Never before seen state of matter could advance quantum tech

A team at Harvard has documented a new state of matter which could advance quantum technology.

 Abstract illustration of wave-particle duality (photo credit: PIXABAY)
Abstract illustration of wave-particle duality
(photo credit: PIXABAY)

Physicists from Harvard University have documented a new state of matter which could significantly advance quantum technology, according to a new paper published in the peer-reviewed journal Science earlier this month.

The state of matter they found is called quantum spin liquid, which has special properties that produce long-range quantum entanglement — a phenomenon in which particles' states are connected even when the particles are separated by distance.

Quantum spin liquid was first predicted by physicist Philip W. Anderson about 50 years ago, in 1973, but has never been observed in experiments.

The Harvard researchers decided to take a new approach and tried creating the state of matter instead of trying to find it in existing systems.

"A few theorists at Harvard came up with an idea on how to actually create this phase, instead of in the usual setting where it was looked for, which were basically solid systems — condensed-matter systems — how we could recreate it using our atoms," Giulia Semeghini, a postdoctoral fellow in the Max Planck-Harvard Research Center for Quantum Optics and lead author of the study, told The Harvard Crimson.

Animation showing how magnetic frustration leads to frustrated magnets and possibly quantum spin liquids. (Credit: Jubobroff/Wikimedia Commons)

The researchers decided to use a "programmable quantum simulator," a quantum computer that uses lasers to reproduce a physical setting and manipulate atoms in order to successfully recreate quantum spin liquid. The simulator allows them to position and shape atoms in any form they want.

A quantum spin liquid has magnetic properties, as its atoms become entangled and the material fluctuates and changes. While, in a normal magnet, all the electron spins align into large-scale patterns like the stripes of a checkerboard, quantum spin liquids have a third spin which creates a triangular pattern or lattice, according to Cosmos magazine. This difference prevents the spins from stabilizing in any particular direction, with the three electrons constantly forcing each other to switch their spin direction.

The researchers used the simulator to create the lattice pattern, placed atoms in it and watched them interact and entangle.

Standard quantum computers run based on "qubits" — quantum bits — which are very fragile against external effects.
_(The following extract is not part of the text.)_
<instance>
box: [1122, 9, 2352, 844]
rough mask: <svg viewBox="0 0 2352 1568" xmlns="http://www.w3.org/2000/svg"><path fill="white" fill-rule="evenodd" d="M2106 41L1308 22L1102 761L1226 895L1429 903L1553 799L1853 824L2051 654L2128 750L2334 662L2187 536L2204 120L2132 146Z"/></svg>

Quantum spin liquids could change that, allowing the creation of a "topological qubit" which stores information in the shape of a system, instead of in the state of a single particle, Semeghini told The Harvard Crimson.

Since the topology is very hard to break, such a qubit would be very resistant to error.

"That is a dream in quantum computation," says Semeghini to Cosmos. "Learning how to create and use such topological qubits would represent a major step toward the realization of reliable quantum computers."

Physics professor Mikhail Lukin, senior author of the study and co-director of the Harvard Quantum Initiative, told The Harvard Crimson that these qubits could be used to build a quantum computer that is "masked to errors," cautioning that the team has only created a "baby version" of topological qubits, so far.

"It’s very much fundamental physics, still, what we’re doing," said Lukin. "But the fact that we can create such states, and we can really play with them, we can poke at them, we can actually kind of talk to them and see how they respond — this is what’s exciting."

The breakthrough comes just days after two teams of researchers published papers on their discoveries of "time crystals," a new phase of matter which repeats in time in a manner similar to the way a regular crystal's structure repeats in space. The particles in the crystal perpetually switch between two states without requiring the input of more energy and without losing any energy.